Глава двенадцатая
Хорошая здесь рыбалка, — сказал саммадар Келлиманс, пошевеливая в костре палкой.
— В океане рыбалка везде хорошая, повсюду полно рыбы, — резко ответил Херилак, пытаясь справиться с гневом. — Ты что, собираешься рыбачить здесь и зимой, когда все стреляющие палки перемрут от холода?
Все равно придется уходить. Не лучше ли уйти сейчас?
— Станет холодно и уйдем, — вмешался Хар-Хавола. — Тут я с Келлимансом согласен. Но речная рыба конечно вкуснее.
— Если ты так любишь рыбу, можешь жить с ней в воде! — отрезал Херилак. — Тану охотники, а не рыбоеды...
— Но здесь и охота недурна.
— На юге охота лучше, — перебил всех Ханат, — а Керрик сделал для всех доброе дело.
— Подарил нам жизнь, — подхватил Моргил. — Пойдем с Херилаком — он решил отыскать Керрика.
— Ступайте! Кому вы нужны! — негодующе бросил Келлиманс. — Надо же было вам красть у мандукто порро, из-за вас и все эти хлопоты. Многие из нас с радостью увидят ваши спины. Уходите с Херилаком. А я останусь. Мне незачем уходить,
— Как это? — Херилак вскочил и махнул рукой во тьму в сторону юга. Разве есть здесь хоть один охотник, который не знает, что там, на юге, Керрик спас всех нас? — Он дернул и разорвал шкурок, на котором висел металлический нож. Херилак швырнул нож под ноги охотникам. — Это нам отдали мургу. Все знают нож, который носил Керрик. Это знак. Этот нож говорит, что Керрик остановил занесенную над нами руку мургу. Он послал его нам, чтобы тану узнали о победе.

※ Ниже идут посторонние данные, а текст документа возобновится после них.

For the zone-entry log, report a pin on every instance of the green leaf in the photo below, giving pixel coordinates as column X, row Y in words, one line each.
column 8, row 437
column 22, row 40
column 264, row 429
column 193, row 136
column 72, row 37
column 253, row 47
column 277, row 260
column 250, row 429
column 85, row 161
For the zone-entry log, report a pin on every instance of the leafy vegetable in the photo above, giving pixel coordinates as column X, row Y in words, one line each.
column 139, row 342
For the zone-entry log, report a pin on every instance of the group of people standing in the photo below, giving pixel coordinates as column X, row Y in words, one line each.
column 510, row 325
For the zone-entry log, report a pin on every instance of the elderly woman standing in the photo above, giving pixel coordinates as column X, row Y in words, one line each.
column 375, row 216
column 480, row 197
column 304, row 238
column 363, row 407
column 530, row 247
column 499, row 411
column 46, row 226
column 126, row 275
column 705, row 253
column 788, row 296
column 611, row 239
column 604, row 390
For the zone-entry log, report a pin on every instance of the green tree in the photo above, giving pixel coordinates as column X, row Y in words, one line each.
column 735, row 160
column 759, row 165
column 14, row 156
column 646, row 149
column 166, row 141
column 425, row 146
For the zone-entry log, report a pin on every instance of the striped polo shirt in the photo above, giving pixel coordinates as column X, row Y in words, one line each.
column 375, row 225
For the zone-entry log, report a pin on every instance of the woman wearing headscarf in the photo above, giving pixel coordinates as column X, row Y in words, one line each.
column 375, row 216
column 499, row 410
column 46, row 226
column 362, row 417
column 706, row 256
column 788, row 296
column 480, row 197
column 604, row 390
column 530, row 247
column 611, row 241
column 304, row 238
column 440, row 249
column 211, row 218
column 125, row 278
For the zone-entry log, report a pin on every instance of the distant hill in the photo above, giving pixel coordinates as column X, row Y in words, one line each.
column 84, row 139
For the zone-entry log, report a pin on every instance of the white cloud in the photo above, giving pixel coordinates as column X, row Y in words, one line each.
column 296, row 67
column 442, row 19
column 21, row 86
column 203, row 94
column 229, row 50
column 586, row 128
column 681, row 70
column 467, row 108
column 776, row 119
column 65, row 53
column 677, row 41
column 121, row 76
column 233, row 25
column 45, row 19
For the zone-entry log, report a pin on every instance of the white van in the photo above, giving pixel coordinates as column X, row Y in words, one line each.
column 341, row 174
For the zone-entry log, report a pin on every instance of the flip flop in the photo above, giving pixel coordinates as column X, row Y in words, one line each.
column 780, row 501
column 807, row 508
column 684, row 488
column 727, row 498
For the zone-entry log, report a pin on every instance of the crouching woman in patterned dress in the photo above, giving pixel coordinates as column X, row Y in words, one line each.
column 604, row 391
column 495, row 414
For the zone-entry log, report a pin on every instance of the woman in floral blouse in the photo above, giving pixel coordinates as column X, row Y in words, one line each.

Война кончилась, они ушли. Это Керрик заставил мургу уйти. Или кто-нибудь посмеет сказать, что я говорю не правду? — Он бросил яростный взгляд на саммадаров. Те поспешно закивали. Потом он посмотрел на притихших охотников и женщин. — Все знают, что это правда. И я говорю: мы должны идти на юг, чтобы найти Керрика, чтобы помочь ему, если он еще жив.
— Если он жив, зачем ему помощь? — возразил Келлиманс. Послышался одобрительный ропот. — Херилак, Керрик из твоего саммада, хочешь искать его — ищи. Но мы поступим по-своему.
— Мы хотим остаться, — подтвердил Хар-Хавола.
— Медузы с мозгами из мокрой грязи!
Херилак подобрал нож из небесного металла.
К огню шагнула Меррис. Уперев кулаки в бока и сверкая глазами, она оглядела охотников.
— Вы мальчишки, что объявили себя взрослыми и тут же обмочились от страха. Говорите прямо: вы боитесь мургу. И лучше забудете Керрика и будете есть одну рыбу. Чтоб ваши тхармы утонули в морской воде и никогда не поднялись на небо!
Раздались гневные крики.
— Зачем ты так? При чем тут тхармы? — недовольно отозвался Херилак.
— Я сказала и не стану брать назад своих слов. Если вы, охотники, считаете, что у нас, глупых баб, не может быть тхармов — почему я должна беспокоиться о ваших? Ты уходишь утром?
— Да.
— Со своим саммадом?
— Да, мы все обсудили — они согласны.
— Твои мастодонты умнее этих саммадаров. Я пойду с тобой.
Херилак признательно кивнул.
— Согласен. — Он ухмыльнулся. — Сильный охотник никому не помеха.
— Охотник, но и женщина — не забывай этого, саммадар.
Все было сказано, и оставаться у огня было незачем.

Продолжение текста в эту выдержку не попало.